Question

In Exercises 35–42,use the laws in Definition \(1\) to show that the stated properties hold in every Boolean algebra.

38. Prove that in a Boolean algebra, the law of the double complement holds; that is, x̿ = x for every element \({\bf{x}}\).

Short answer

The given law of double complement x̿ = x is proved.

Step-by-step solution

Definition

The complement of an element: \(\bar 0 = 1\) and \(\bar 1 = 0\)

The Boolean sum \( + \) or \(OR\) is \(1\) if either term is \(1\).
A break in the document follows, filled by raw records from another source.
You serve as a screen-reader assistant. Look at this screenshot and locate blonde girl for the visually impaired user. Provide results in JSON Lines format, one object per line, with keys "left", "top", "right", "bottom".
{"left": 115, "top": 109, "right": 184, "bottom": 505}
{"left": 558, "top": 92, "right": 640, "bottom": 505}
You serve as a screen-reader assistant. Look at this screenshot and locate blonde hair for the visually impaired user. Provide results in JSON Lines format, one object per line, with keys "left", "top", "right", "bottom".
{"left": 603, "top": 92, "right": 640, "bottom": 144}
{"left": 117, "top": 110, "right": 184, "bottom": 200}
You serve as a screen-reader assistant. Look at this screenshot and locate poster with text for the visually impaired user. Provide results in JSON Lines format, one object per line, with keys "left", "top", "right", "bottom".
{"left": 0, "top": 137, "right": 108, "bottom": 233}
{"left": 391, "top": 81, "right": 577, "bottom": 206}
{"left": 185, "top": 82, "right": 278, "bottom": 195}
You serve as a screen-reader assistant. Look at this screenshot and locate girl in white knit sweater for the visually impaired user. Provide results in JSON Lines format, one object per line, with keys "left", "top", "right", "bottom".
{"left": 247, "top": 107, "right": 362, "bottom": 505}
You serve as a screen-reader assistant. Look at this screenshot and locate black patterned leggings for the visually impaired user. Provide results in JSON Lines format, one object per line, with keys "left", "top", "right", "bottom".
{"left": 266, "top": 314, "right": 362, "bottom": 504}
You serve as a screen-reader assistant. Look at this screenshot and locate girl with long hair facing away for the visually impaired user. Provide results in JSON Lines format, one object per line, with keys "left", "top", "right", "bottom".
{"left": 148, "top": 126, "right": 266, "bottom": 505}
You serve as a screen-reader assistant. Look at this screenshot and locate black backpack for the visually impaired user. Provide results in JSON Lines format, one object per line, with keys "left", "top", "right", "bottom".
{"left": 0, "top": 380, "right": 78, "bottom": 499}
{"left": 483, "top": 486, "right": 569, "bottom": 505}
The Boolean product or \(AND\) is \(1\) if both terms are \(1\) .

Identity laws

\(\begin{array}{c}x \vee 0 = x\\x \wedge 1 = x\end{array}\)

Complement laws

\(\begin{array}{l}x \vee \bar x = 1\\x \wedge \bar x = 0\end{array}\)

Commutative laws

\(\begin{array}{l}x \vee y = y \vee x\\x \wedge y = y \wedge x\end{array}\)

Distributive laws

\(\begin{array}{c}x \vee \left( {y \wedge z} \right) = \left( {x \vee y} \right) \wedge \left( {x \vee z} \right)\\x \wedge \left( {y \vee z} \right) = \left( {x \wedge y} \right) \vee \left( {x \wedge z} \right)\end{array}\)

Using the law of complement

Law of the double complement x̿ = x

To proof: x̿ = x

PROOF

\(y\)is the complement of \(x\)if and only if \(x \vee y = 1\)and\(x \wedge y = 0\).

Note: The complement is also unique, which was proven in one of the previous solutions.

Thus, it needs to show that \(x\) is the complement of \(\bar x\).

Using the commutative and complement law

\(\begin{array}{c}\bar x \vee x = x \vee \bar x = 1\\\bar x \wedge x = x \wedge \bar x = 0\end{array}\)

Thus,\(x\) is the (unique) complement of \(\bar x\).

Therefore, it gets x̿ = x